I gave a talk at Chicago State University yesterday, the inaugural Scheinbuks Lecture (honoring a new endowment that provides scholarships to outstanding students).  In the post-talk Q&A, I got a question about how to study better so that a student would have better performance on the upcoming test.  As a memory guy, I should really be more prepared to answer this question as it comes up regularly.  But since we focus mostly on implicit learning, most of our direct research has little to say — I can give advice on skill learning, even cognitive skill learning (practice!), but not much on effective memorization.

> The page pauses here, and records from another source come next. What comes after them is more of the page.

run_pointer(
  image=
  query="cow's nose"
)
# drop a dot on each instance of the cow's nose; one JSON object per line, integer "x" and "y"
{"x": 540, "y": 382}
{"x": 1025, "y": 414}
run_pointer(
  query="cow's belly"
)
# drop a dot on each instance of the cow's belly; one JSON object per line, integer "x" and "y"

At the time, I fell back on the suggestion to use various tricks: mnemonics like acronyms, songs, memory palace (spatial) strategies.  It feels lame and I think that opinion was shared by the questioner.  On the way home after, I decided I should come up with a standard answer and I think I have an idea that better connects to our work. I will now recommend 2 ideas:

  1. Treat memory use like a skill.  When we study, we often practice encoding by repeatedly reading over the material to be memorized.  We should also practice retrieving the information (a la Karpicke/Roediger — this is just a different account of their finding) to train ourselves to more quickly and easily pull up the information at test.

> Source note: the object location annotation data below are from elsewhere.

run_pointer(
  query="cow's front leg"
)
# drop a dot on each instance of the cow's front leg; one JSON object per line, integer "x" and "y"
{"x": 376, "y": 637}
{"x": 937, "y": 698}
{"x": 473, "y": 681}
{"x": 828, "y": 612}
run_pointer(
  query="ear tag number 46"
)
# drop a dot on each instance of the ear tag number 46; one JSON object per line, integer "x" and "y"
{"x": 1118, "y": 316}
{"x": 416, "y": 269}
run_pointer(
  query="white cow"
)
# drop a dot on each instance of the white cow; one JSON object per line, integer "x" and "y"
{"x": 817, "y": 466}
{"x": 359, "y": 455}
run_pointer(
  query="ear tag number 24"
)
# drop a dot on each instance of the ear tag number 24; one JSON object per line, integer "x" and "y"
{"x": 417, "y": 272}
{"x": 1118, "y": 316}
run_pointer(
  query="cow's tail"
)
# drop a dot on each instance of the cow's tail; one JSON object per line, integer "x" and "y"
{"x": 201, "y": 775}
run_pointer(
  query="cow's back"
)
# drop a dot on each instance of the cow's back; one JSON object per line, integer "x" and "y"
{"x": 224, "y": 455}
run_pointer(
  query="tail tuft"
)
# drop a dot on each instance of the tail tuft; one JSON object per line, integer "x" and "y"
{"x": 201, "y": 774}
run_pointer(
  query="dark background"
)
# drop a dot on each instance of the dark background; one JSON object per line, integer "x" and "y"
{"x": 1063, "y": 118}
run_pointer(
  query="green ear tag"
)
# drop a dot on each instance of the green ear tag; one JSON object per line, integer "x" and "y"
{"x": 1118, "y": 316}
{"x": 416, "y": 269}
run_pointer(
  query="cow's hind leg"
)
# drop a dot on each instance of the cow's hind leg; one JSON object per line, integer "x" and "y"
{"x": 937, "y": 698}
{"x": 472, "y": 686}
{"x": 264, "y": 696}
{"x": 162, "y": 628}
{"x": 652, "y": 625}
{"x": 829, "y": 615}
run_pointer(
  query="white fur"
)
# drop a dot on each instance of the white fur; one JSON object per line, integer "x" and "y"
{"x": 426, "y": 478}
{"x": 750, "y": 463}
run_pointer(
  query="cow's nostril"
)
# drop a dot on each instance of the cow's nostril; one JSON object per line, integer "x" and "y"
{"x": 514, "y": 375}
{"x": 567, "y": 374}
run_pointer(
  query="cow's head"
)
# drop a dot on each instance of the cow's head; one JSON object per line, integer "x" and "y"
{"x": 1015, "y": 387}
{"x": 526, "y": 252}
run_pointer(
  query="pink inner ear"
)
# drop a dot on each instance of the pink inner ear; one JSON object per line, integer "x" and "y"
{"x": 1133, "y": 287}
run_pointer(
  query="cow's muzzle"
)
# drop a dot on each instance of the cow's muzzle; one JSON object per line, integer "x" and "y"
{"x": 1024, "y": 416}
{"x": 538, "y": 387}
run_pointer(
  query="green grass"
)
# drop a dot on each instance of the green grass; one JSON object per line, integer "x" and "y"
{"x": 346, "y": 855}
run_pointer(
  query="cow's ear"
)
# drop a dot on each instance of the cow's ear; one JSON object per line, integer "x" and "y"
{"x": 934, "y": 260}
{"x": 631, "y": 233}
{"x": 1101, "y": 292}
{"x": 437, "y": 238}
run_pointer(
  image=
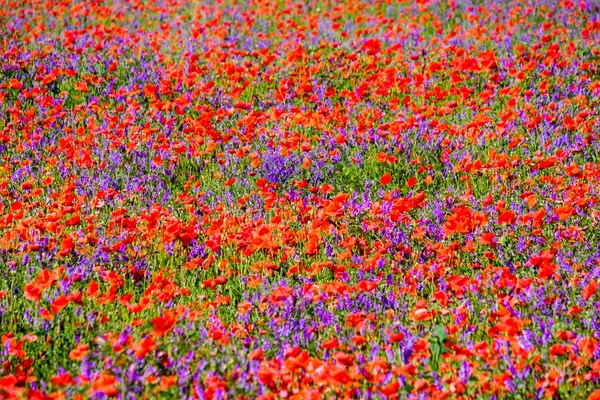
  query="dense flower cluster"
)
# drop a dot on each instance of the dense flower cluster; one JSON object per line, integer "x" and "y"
{"x": 299, "y": 199}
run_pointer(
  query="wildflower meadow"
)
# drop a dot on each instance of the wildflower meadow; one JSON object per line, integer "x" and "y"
{"x": 281, "y": 199}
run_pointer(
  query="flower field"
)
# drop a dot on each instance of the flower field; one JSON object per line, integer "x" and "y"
{"x": 271, "y": 199}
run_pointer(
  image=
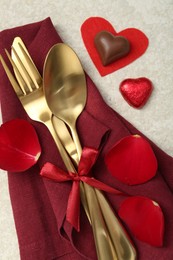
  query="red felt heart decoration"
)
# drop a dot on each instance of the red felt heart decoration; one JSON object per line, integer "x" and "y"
{"x": 144, "y": 218}
{"x": 137, "y": 39}
{"x": 132, "y": 160}
{"x": 19, "y": 146}
{"x": 136, "y": 91}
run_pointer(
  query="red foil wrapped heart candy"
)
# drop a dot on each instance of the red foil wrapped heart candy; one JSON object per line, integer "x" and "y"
{"x": 136, "y": 91}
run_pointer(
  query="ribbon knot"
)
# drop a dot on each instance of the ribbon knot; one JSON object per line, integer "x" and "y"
{"x": 88, "y": 159}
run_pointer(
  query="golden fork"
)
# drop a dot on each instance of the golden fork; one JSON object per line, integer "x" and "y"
{"x": 33, "y": 101}
{"x": 35, "y": 96}
{"x": 115, "y": 230}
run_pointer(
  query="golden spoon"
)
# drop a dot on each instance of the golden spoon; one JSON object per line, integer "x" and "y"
{"x": 65, "y": 90}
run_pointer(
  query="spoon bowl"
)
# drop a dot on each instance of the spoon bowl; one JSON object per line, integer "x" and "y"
{"x": 65, "y": 86}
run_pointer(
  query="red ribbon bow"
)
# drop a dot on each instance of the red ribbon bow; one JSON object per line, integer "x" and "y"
{"x": 88, "y": 159}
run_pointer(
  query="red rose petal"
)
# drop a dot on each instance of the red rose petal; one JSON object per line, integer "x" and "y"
{"x": 19, "y": 146}
{"x": 132, "y": 160}
{"x": 144, "y": 218}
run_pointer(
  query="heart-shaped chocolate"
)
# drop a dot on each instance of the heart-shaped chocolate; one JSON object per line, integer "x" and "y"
{"x": 137, "y": 39}
{"x": 136, "y": 91}
{"x": 111, "y": 48}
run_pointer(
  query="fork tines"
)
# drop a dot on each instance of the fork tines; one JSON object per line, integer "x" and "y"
{"x": 19, "y": 91}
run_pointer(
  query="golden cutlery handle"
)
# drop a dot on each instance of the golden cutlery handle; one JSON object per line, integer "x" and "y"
{"x": 116, "y": 233}
{"x": 103, "y": 243}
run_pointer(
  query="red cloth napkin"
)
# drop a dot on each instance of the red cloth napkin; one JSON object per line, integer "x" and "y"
{"x": 39, "y": 205}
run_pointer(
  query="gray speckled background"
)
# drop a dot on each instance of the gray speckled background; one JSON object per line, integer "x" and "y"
{"x": 155, "y": 119}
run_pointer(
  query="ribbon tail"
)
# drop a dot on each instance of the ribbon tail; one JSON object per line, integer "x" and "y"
{"x": 100, "y": 185}
{"x": 73, "y": 206}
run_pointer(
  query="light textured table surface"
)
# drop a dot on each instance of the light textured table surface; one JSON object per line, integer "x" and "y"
{"x": 155, "y": 119}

  2. Take advantage of statistical learning in memory through spacing effects.  Per standard advice, study a little bit every day to create long-lasting durable memories (good sleep will help, too).  And then cram like crazy right before the exam.  The other side of the spacing effect is that massed study is perfect for immediate retrieval, suggesting cramming probably works pretty well.

Both these answers tap into ideas about how cognitive processes are shaped by practice and the statistics of use, which are what we study (but not usually in the context of explicit memory).  And I think both parts of the advice probably work pretty well in actual practice.